Portugal’s government has received parliamentary approval for the most ambitious rollback of austerity measures that has been attempted by any bailout EU member state. The left-leaning coalition, which is led by the Socialist Party’s Antonio Costa, hopes to encourage the country’s economic recovery by bolstering demand instead.
The 2016 budget includes provisions to remove spending cuts that were forced on the state as part of its bailout from international lenders, the IMF and the EU. Such measures include increasing the minimum wage, reinstating four public holidays and revoking additional tax fees that were introduced during the height of the country’s economic crisis.

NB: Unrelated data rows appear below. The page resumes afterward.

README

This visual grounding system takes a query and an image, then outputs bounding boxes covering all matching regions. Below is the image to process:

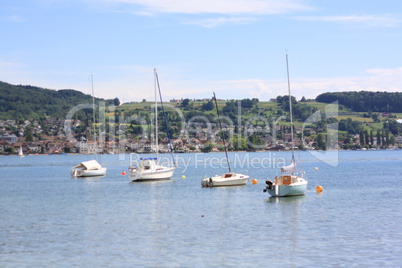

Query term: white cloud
[96,0,311,15]
[294,15,402,27]
[184,17,256,28]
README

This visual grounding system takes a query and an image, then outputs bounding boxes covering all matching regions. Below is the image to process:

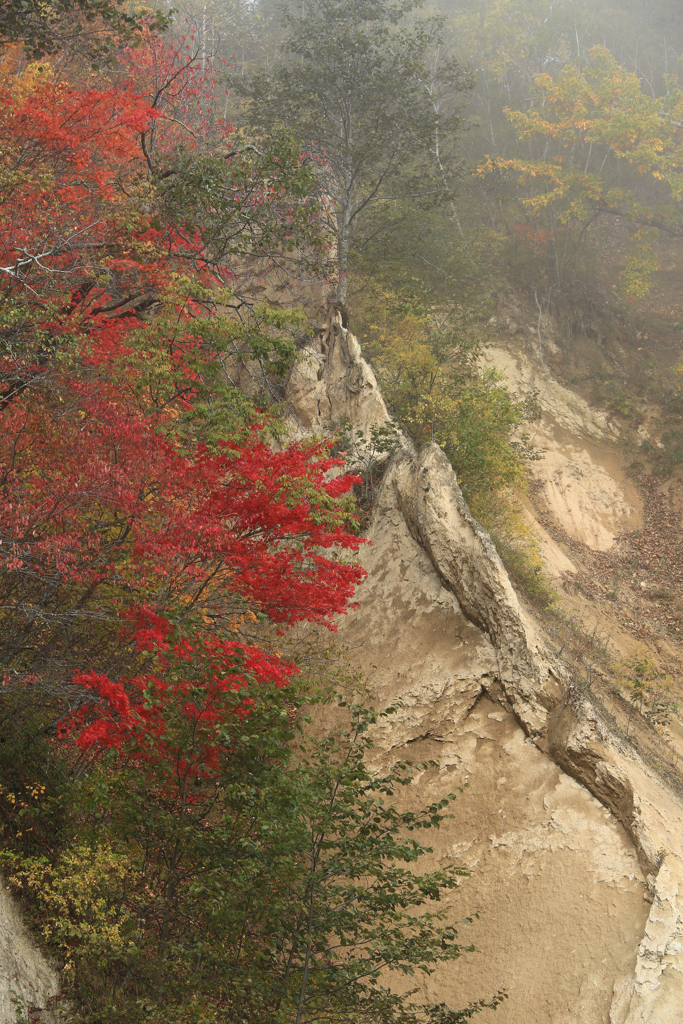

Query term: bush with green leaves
[2,690,503,1024]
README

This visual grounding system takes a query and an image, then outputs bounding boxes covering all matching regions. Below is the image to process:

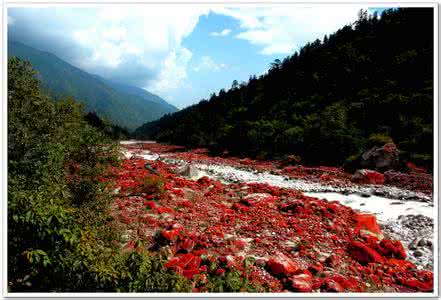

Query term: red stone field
[98,144,434,292]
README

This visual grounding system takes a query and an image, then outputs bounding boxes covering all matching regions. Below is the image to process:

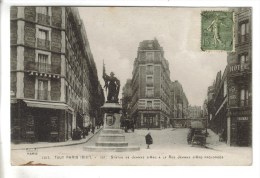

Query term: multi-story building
[189,106,202,118]
[208,8,252,146]
[208,68,227,138]
[11,6,102,141]
[170,80,189,127]
[227,8,252,146]
[122,79,132,118]
[131,39,171,128]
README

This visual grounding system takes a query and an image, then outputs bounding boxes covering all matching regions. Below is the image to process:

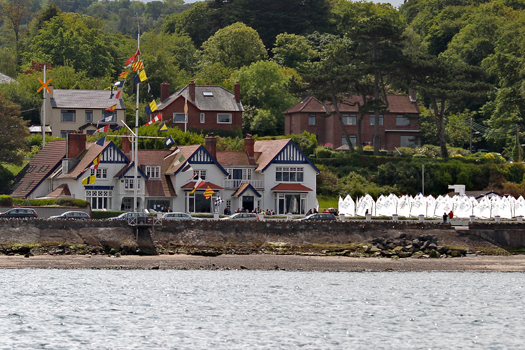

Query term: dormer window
[146,165,160,179]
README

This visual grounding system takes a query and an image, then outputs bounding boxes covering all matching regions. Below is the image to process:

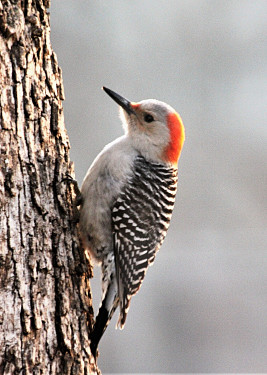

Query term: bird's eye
[144,113,154,122]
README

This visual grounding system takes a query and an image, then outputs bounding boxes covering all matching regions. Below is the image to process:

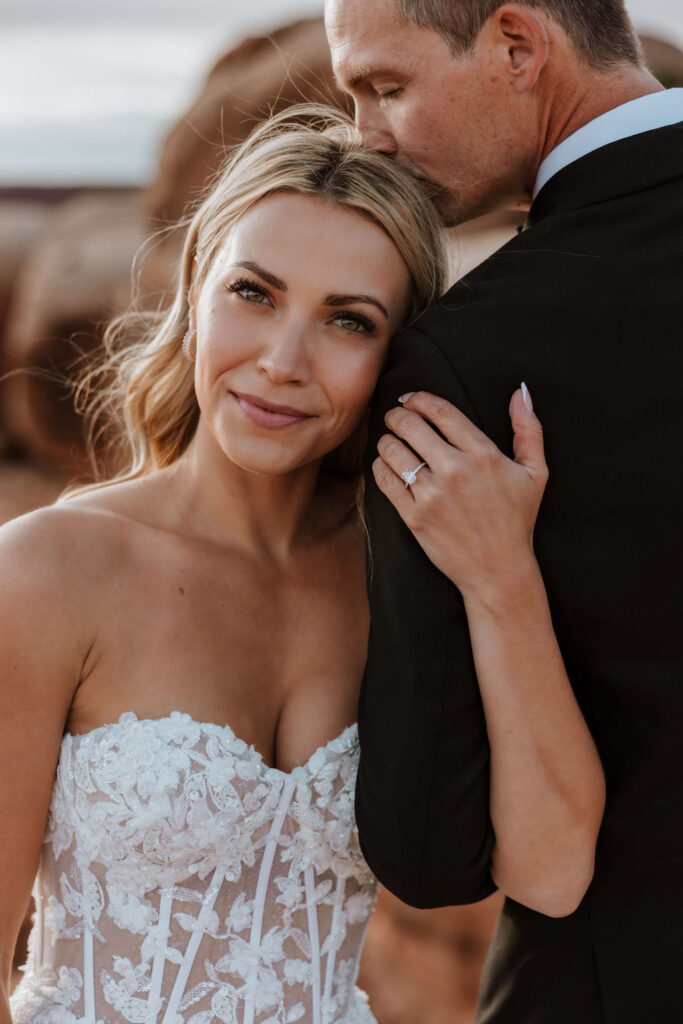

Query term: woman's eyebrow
[325,295,389,319]
[232,259,288,292]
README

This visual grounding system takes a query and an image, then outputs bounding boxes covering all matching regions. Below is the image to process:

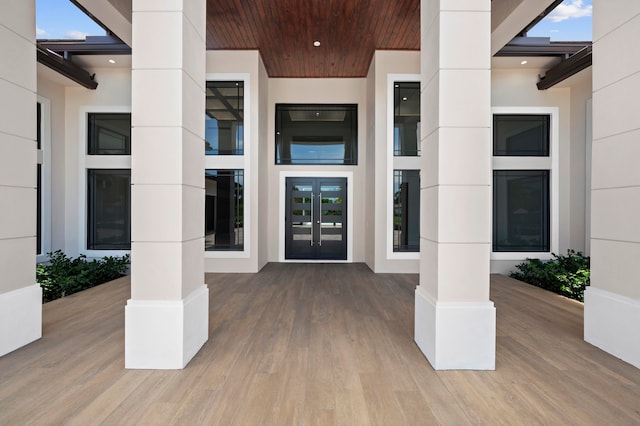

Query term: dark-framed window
[393,81,420,156]
[493,170,551,252]
[204,169,244,251]
[87,113,131,155]
[87,169,131,250]
[493,114,551,157]
[275,104,358,165]
[36,102,42,254]
[205,81,244,155]
[393,170,420,252]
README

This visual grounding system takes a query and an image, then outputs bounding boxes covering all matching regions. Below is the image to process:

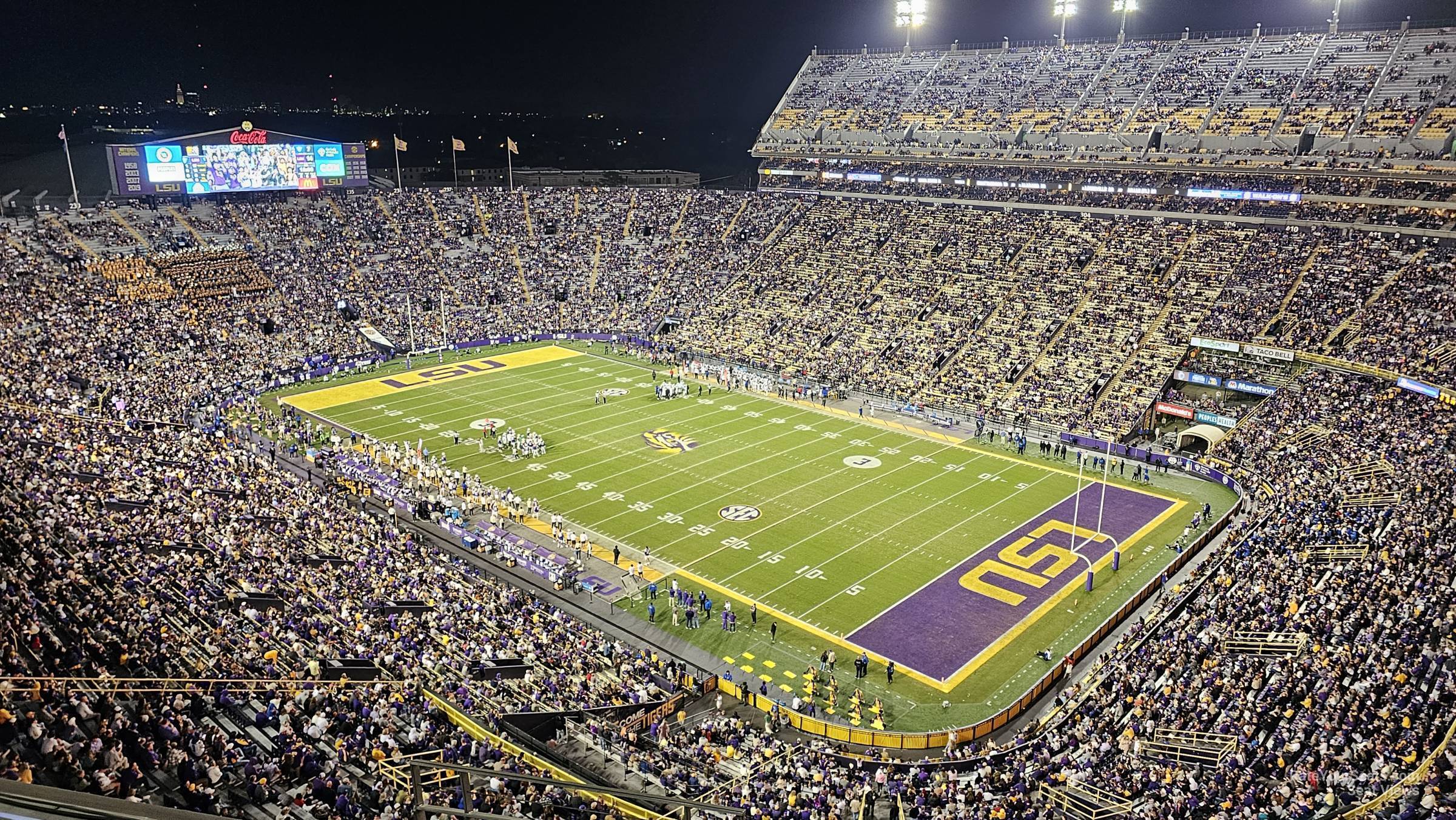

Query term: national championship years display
[106,123,368,195]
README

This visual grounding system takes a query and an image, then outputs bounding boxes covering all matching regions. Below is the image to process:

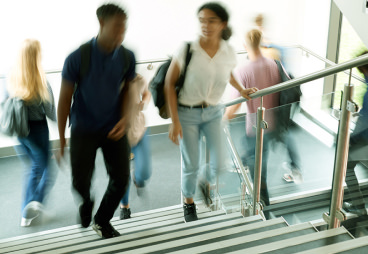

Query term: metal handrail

The budget also assumes that the economy will grow by 1.8 percent this year – a figure that various analysts have disputed, particularly given the 1.5 percent growth achieved in 2015.
According to Reuters, the EU has countered by increasing pressure for the coalition government to reduce the budget deficit to 2.2 percent of the GDP – more than was previously planned. As such, European authorities argue that modest growth and increasing purchasing power are not enough to aid recovery without spending cuts also being put in place.
Despite the government’s optimism over its populist plans, which will undoubtedly come as a great relief to the Portuguese population, whether they will actually work is highly debatable. The coalition’s performance so far has raised reason for doubt: since coming to power last November, unemployment increased in the fourth quarter, while business confidence has also fallen.
With growing pressure from the EU and disappointing growth set to continue, Portugal’s ambitious government may have no choice but to depart from its strong anti-austerity stance, as was the case for Greece’s Syriza Party last year.